31st Lieutenant Governor of New Brunswick
- In office October 23, 2014 – August 2, 2019
- Monarch: Elizabeth II
- Governors General: David Johnston; Julie Payette;
- Premier: Brian Gallant Blaine Higgs
- Preceded by: Graydon Nicholas
- Succeeded by: Brenda Murphy

Personal details
- Born: Jocelyne Roy 1956 Newcastle, New Brunswick, Canada
- Died: August 2, 2019 (aged 63) Bathurst, New Brunswick, Canada
- Spouse: Ronald Vienneau
- Children: 2
- Alma mater: Université de Moncton

= Jocelyne Roy-Vienneau =

Lieutenant Governor of New Brunswick from 2014 to 2019

Jocelyne Roy-Vienneau (née Roy; 1956 – August 2, 2019) was the 31st Lieutenant Governor of New Brunswick. She was installed on October 23, 2014. She was the viceregal representative of Queen Elizabeth II of Canada in the Province of New Brunswick.

==Early life and education==
Born in Newcastle, Miramichi, New Brunswick in 1956 and raised in Robertville, New Brunswick, Roy-Vienneau was the first woman to occupy a secular position as Vice President of a campus at the Université de Moncton, the first woman to direct a francophone community college in New Brunswick, and one of the first women to graduate from the Université de Moncton’s Faculty of Engineering.

==Career==
Roy-Vienneau held a number of successful positions in education and engineering. She served two terms ending in 2014 as vice-president at the Université de Moncton's Shippagan Campus. Previously to that, Roy-Vienneau was Assistant Deputy Minister, Post-Secondary Education, with New Brunswick's Department of Education. She also held several positions at the New Brunswick Community College in Bathurst, including director general and dean of Education. She began her career as a project engineer at the Esso Imperial Oil Limited refinery in Montreal.

In August 2014, Roy-Vienneau was appointed Lieutenant Governor of New Brunswick by Governor General of Canada David Lloyd Johnston on the Constitutional advice of Prime Minister of Canada Stephen Harper, on the suggestion of Premier David Alward with support from the opposition. She was the first Acadian woman to occupy the post.

In 2015, the Jocelyne Roy-Vienneau Undergraduate Engineering Scholarships for Women was created in her honour by the Association of Professional Engineers and Geoscientists of New Brunswick, and is offered annually.

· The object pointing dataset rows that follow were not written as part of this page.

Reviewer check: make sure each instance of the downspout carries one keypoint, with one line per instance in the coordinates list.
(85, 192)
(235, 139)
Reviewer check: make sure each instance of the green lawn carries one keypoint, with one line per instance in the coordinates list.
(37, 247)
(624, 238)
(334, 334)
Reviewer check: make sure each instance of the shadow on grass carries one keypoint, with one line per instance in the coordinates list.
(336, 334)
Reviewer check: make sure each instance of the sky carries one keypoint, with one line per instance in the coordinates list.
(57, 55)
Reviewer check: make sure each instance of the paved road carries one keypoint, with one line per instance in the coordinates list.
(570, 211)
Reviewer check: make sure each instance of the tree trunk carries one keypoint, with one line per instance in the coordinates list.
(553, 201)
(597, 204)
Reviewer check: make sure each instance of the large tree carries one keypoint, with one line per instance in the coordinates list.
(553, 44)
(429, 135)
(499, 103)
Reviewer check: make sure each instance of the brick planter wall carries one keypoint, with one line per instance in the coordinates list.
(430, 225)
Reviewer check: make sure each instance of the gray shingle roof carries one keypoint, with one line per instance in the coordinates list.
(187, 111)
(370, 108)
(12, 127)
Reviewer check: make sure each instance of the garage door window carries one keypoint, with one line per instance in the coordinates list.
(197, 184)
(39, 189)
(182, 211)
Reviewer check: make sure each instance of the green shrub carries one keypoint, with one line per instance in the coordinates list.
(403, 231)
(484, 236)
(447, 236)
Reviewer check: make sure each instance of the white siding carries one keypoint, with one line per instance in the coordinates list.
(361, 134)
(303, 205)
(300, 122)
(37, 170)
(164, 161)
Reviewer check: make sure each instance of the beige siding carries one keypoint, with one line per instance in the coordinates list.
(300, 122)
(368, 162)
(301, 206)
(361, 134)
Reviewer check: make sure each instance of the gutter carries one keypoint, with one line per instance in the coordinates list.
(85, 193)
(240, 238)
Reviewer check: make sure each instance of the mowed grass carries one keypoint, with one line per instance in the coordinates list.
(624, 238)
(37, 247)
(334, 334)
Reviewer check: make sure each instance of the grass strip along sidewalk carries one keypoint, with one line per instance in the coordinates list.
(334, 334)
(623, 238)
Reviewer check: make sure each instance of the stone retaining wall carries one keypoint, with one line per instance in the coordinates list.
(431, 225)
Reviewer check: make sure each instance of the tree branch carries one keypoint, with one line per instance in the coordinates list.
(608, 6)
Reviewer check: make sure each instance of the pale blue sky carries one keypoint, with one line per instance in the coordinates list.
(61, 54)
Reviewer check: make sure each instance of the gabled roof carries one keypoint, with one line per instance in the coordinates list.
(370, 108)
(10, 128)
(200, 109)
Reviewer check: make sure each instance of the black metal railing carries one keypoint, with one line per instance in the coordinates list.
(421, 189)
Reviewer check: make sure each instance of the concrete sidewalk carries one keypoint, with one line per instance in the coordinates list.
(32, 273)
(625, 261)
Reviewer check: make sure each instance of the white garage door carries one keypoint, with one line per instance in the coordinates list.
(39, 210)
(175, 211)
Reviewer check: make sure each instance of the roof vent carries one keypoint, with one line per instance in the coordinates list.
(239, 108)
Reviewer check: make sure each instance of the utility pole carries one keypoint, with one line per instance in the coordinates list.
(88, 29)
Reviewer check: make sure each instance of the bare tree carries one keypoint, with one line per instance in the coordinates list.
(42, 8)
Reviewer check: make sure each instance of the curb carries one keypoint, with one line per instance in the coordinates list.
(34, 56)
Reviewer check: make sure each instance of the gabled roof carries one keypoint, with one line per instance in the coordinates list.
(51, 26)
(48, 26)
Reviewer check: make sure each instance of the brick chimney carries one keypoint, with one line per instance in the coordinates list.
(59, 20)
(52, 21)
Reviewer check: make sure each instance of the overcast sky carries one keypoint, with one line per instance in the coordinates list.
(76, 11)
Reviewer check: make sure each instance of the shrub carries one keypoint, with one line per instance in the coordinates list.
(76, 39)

Two scholarships worth $3000 are awarded to female second year undergraduate students studying engineering, respectively to one student at the University of New Brunswick, and one student at the Université de Moncton per year.

==2018 provincial elections==
Roy-Vienneau played the role of referee in the aftermath of the 2018 New Brunswick general election, after no party won a majority. Of 49 seats, the Progressive Conservatives under Blaine Higgs won 22, the outgoing Liberals under Brian Gallant won 21, the Greens won 3 and the People's Alliance also won 3. Premier Brian Gallant met the lieutenant-governor and received permission to remain in power while submitting a throne speech to the legislature for a confidence vote. On November 2, the Liberal government lost the vote of confidence by a margin of 25–23. The lieutenant-governor therefore accepted the resignation of Brian Gallant, and Blaine Higgs became premier of New Brunswick.

==Death==
Roy-Vinneau died from cancer on August 2, 2019, after first being diagnosed in spring 2018. Canadian Prime Minister Justin Trudeau issued a statement regarding her death, offering condolences on behalf of his family and praising her achievements and contributions, saying "her work will continue to inspire future leaders for years to come". On the day of her death, the Royal Canadian Mounted Police were asked to investigate "financial irregularities" in her office.